Monday, July 09, 2012

Shapes in the Salt Grass

That haunted Paradise, spectral on all sides.
The wash of a river advancing over the fields.
Steadying the hillside, a great hand of fog.

Angels fall like ashes
over a wasteland of daffodils. Nothing appears on the horizon
but a gash in the sky that looks like the sun.
A rook repeats its chips of glass
between the unknown tongues.

Perhaps the memory of an old hole
dynamited in an antique chest
before the last purposes found rest
remains, a stain in the vestibule,
a piece of starlight folded like paper
and pressed between two fingers like an end of thread.
But the mantra of remembering goes quietly flat.
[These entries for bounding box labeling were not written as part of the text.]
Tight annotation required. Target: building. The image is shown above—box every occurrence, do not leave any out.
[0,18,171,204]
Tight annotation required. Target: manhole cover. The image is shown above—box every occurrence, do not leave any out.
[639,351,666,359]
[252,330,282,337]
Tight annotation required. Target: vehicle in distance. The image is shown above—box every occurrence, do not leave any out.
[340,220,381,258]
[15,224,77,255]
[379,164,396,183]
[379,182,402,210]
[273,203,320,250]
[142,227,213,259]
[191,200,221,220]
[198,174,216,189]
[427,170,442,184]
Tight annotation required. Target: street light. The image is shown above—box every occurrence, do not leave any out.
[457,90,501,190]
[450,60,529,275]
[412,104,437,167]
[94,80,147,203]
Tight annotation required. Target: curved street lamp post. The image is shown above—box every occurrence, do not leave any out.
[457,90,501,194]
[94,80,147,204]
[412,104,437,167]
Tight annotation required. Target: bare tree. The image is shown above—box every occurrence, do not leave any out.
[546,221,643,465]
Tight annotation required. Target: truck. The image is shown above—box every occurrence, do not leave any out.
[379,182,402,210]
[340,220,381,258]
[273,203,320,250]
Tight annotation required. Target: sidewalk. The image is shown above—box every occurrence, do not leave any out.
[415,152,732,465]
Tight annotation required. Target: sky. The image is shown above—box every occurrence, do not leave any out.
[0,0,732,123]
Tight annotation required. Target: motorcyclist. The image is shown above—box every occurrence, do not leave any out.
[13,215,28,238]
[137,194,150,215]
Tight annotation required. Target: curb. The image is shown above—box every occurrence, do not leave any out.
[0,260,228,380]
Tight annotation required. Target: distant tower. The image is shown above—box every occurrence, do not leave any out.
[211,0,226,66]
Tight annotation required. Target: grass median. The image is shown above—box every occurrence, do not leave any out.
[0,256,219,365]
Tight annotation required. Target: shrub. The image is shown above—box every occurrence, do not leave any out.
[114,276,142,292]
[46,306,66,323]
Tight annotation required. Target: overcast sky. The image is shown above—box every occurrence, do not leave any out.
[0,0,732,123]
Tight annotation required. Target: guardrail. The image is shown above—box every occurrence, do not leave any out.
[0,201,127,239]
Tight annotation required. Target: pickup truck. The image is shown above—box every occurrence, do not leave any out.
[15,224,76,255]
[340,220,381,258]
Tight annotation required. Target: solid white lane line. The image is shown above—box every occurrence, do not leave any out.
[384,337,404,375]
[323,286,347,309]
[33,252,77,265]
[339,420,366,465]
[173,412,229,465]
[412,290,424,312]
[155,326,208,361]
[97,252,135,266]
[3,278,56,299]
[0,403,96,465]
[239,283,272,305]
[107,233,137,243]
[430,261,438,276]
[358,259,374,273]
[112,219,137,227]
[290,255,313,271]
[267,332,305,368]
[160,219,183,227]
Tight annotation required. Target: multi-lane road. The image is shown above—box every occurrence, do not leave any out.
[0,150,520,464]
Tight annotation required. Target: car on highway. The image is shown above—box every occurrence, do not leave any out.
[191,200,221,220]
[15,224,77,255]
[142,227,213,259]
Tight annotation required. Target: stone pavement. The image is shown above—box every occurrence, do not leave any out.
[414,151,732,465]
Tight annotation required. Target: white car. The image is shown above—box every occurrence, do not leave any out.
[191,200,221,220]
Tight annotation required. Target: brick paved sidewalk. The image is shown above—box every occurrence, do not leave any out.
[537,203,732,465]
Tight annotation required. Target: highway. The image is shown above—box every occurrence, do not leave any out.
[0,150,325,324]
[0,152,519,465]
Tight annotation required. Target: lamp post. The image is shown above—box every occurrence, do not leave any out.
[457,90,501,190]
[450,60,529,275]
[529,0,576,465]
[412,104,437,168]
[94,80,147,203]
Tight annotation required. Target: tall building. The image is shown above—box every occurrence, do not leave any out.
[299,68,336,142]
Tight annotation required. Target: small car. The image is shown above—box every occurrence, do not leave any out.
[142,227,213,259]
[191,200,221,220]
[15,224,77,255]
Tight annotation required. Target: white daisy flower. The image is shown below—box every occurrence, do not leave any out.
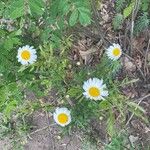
[83,78,108,100]
[17,45,37,65]
[106,43,122,60]
[53,107,71,127]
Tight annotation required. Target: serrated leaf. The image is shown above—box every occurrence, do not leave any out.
[69,9,79,26]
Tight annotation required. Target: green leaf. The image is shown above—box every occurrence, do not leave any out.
[99,100,111,110]
[69,9,79,26]
[127,102,145,113]
[107,109,116,137]
[29,0,44,15]
[79,9,91,26]
[123,1,135,18]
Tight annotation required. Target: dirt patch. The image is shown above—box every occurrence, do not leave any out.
[24,112,81,150]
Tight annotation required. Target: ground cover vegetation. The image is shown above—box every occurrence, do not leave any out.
[0,0,150,150]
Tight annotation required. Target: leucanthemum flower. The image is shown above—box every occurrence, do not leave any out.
[17,45,37,65]
[106,43,122,60]
[53,107,71,127]
[83,78,108,100]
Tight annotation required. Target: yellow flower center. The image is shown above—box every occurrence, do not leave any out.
[89,87,101,97]
[58,113,68,124]
[21,50,31,60]
[113,48,121,56]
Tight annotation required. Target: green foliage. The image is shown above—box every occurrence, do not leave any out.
[123,0,135,19]
[112,14,124,30]
[113,0,150,35]
[115,0,126,13]
[105,133,129,150]
[0,0,148,149]
[134,13,150,35]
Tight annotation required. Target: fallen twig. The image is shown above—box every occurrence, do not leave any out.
[126,93,150,126]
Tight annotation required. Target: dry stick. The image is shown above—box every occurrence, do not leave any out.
[45,111,55,150]
[29,124,55,135]
[130,0,141,53]
[126,94,150,126]
[144,37,150,74]
[123,53,146,81]
[91,0,111,44]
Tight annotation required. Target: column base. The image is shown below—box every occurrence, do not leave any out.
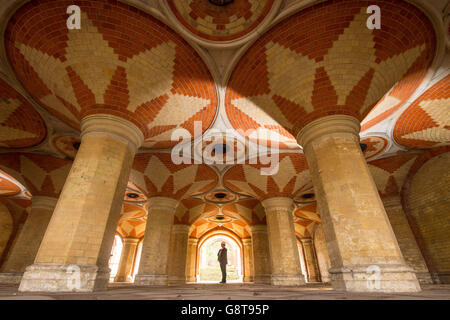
[0,272,23,285]
[329,265,421,293]
[253,274,271,284]
[19,264,110,292]
[271,274,305,287]
[134,274,169,286]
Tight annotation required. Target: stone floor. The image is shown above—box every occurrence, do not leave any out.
[0,284,450,300]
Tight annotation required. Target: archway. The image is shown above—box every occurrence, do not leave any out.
[197,232,244,283]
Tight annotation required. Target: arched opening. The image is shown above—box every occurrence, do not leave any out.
[197,232,243,283]
[109,234,123,282]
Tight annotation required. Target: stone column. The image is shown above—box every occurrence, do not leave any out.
[300,238,320,282]
[382,195,433,284]
[250,224,272,284]
[134,197,178,286]
[298,115,420,292]
[242,238,253,282]
[314,224,331,283]
[168,224,190,284]
[186,238,198,282]
[19,114,144,292]
[262,198,305,286]
[0,195,58,284]
[114,237,139,282]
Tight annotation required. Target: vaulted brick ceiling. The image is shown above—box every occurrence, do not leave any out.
[168,0,274,41]
[223,154,311,200]
[0,170,21,196]
[394,75,450,148]
[5,0,217,147]
[0,78,47,148]
[225,0,435,138]
[130,153,219,200]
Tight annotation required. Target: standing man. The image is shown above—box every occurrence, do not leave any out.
[217,242,228,283]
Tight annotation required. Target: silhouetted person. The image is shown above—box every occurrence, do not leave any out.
[217,242,228,283]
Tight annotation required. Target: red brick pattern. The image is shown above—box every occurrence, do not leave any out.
[130,153,219,200]
[223,154,310,201]
[225,0,435,136]
[222,199,266,226]
[174,199,219,225]
[0,153,72,198]
[0,170,21,196]
[5,0,217,148]
[168,0,274,41]
[394,75,450,148]
[0,79,47,148]
[368,154,417,197]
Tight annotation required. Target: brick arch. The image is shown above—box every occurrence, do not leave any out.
[168,0,274,41]
[0,78,47,148]
[5,0,217,148]
[394,75,450,148]
[130,152,219,200]
[225,0,436,138]
[0,152,72,198]
[0,170,22,196]
[401,146,450,283]
[223,153,311,201]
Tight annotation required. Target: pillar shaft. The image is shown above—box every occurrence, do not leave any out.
[186,238,198,282]
[298,115,420,292]
[382,195,433,284]
[0,195,58,284]
[300,238,320,282]
[19,115,143,292]
[168,224,190,284]
[262,198,305,286]
[134,197,178,286]
[114,237,139,282]
[242,238,254,282]
[251,224,272,284]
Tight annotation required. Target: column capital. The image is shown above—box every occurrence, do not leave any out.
[31,195,58,212]
[172,224,191,233]
[261,197,294,213]
[381,195,403,208]
[188,238,198,246]
[148,197,179,211]
[81,114,144,153]
[122,237,141,244]
[300,238,312,244]
[250,224,267,234]
[297,114,361,149]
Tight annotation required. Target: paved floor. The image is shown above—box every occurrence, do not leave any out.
[0,284,450,300]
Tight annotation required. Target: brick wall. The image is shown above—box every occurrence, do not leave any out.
[407,152,450,283]
[0,203,13,262]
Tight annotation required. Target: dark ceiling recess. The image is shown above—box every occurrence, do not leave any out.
[212,143,228,155]
[127,192,139,199]
[359,143,367,152]
[209,0,234,6]
[72,142,81,150]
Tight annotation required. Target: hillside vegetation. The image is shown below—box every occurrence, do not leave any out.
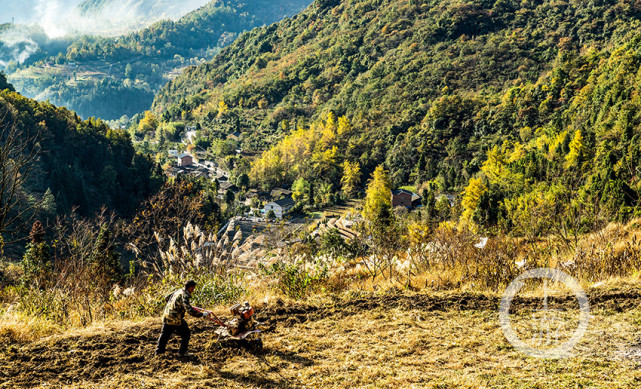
[7,0,307,119]
[154,0,641,235]
[0,79,164,241]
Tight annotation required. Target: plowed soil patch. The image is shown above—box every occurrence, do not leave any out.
[0,290,641,388]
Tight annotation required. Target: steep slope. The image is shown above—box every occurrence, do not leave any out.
[154,0,641,181]
[8,0,308,119]
[0,87,163,236]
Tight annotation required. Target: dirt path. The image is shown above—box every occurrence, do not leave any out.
[0,289,641,388]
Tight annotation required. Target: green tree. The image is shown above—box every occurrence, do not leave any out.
[292,177,311,204]
[225,189,236,205]
[22,220,52,287]
[91,226,122,284]
[138,111,158,133]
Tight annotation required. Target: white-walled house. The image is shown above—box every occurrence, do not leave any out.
[178,154,194,166]
[264,197,296,219]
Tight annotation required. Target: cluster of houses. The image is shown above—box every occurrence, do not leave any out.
[167,150,228,181]
[162,146,454,219]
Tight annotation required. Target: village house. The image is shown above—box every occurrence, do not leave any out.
[264,197,296,219]
[178,153,194,166]
[392,189,421,208]
[227,131,243,142]
[270,188,292,199]
[218,181,240,195]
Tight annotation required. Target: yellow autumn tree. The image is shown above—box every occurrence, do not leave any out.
[363,165,392,226]
[341,161,361,197]
[565,130,585,169]
[217,100,229,119]
[461,177,487,227]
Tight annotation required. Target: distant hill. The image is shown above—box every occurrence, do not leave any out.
[154,0,641,183]
[7,0,309,119]
[154,0,641,227]
[78,0,209,21]
[0,87,164,239]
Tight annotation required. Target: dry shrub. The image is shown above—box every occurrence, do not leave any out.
[559,222,641,281]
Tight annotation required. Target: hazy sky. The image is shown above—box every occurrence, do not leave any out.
[0,0,208,38]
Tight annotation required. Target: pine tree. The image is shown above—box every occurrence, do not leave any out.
[22,220,52,286]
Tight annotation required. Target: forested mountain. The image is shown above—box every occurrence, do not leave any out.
[154,0,641,231]
[0,73,164,239]
[7,0,309,119]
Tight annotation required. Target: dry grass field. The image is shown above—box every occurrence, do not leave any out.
[0,284,641,388]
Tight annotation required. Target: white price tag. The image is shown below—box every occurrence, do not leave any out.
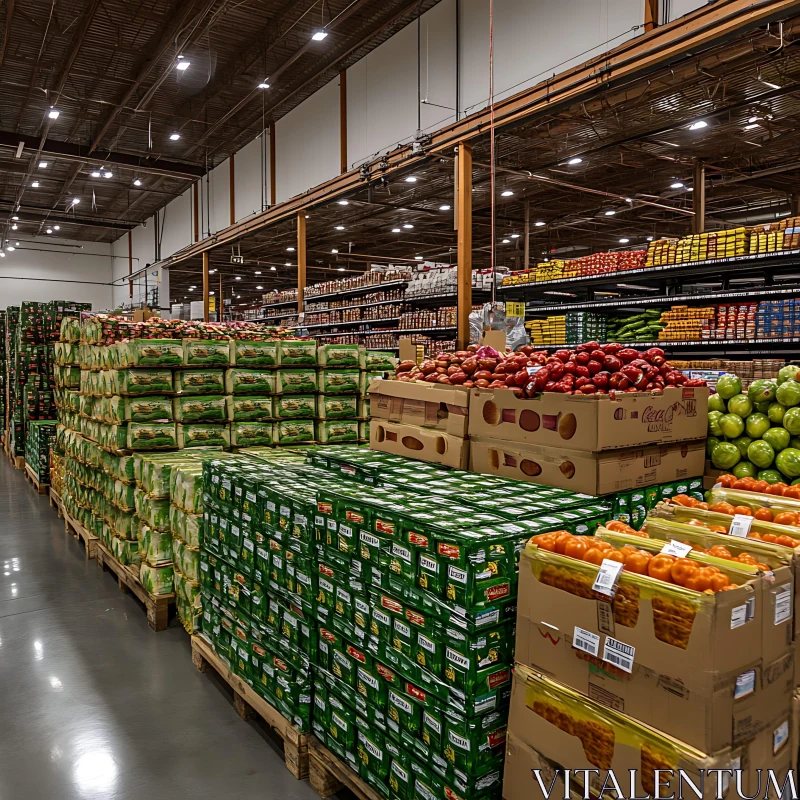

Where are you, landscape that cradled me?
Are you nowhere, a frame of flat designs
in a corner of a thalamus,
a deception, a miracle, an endlessly ruminating cud,
a hovel in lilacs, a castle in flames,
a spoonful of mud, the majesty of a god?

A Cousin in His Tower

"Love may be my motto,
but evil was my muse.
The falling winter
had no path
to a deeper darkness
than mine.
I rejoice in a regiment of cloud banks
worrying the horizon, and the wintry tongue
between the ewer and its sagely blank
plate. Oh, I like dogs, children,
birdsong tufted between the rafters
in the morning, and a ripe peach.
Ataraxy, apatheia, night, emptiness
make between them much sweetness.
A demijohn of tears
with which I rinse my palate,
then I am gone, from the window,
like solitary laughter.
Love may be my motto,
but an evil imagination gave me power.
Pride, arrogance, the sovereign Self:
Ego kept me alive."
After Reading an Article About How the Brain Creates What We Call Reality

My dearest sister -

My brain - you see - is the World -
but the World I see - is my Brain -
Fantasy my Reality -
Reality - my Dream -

sublimest dream where You
are wrought - a Marvelous Hero
and the unbounded world - is Paradise -
flowering behind the angels bearing fiery swords - of your eyes.

(I have taken the world's Evil
and burned it down - to Ash -
see the smudge - of Gray on my Palm -
look closely while I blow it - away)

- Emily

Wednesday, July 04, 2012

Olympian

An old man kneels
in front of a stone.

Once I was famous,
forgotten now,
handsome once,
ugly now,
alpha once,
feeble now,
wealthy once,
a poor man now—

but you loved me
from sun to sun,
and they were kind
whatever the moon,
and food and wine
are rich on my tongue,
and every summer
lilacs bloom.

I have lost
all I won.
I have no trophy
brighter than the sun,
no applause
louder than birdsong.

Still, soothing
it is to know
that winning what most
will never know,
drunk on the shouts
of the applauding crowds,
metaled, victorious,
exalted, alone,
is beautiful, is fine, is very fine,
yet small,
a crumb of sweetness
that falls from the table
like a crushed star,
almost nothing at all.

The day I was born,
the day I die,
I lose the same world
that I won.
And you I won—
it was very sweet.
Then you I lost.
And where is the triumph
in that defeat?

Winning was nothing,
nothing at all.
The only gift
that mattered here
was the gift we all
were given here.
We make of it
what we can, or cannot.
From wind to wind,
you came, you went.
From same to same,
I went, and came.


The old man
bends to the stone
and kisses the carved letters of the name.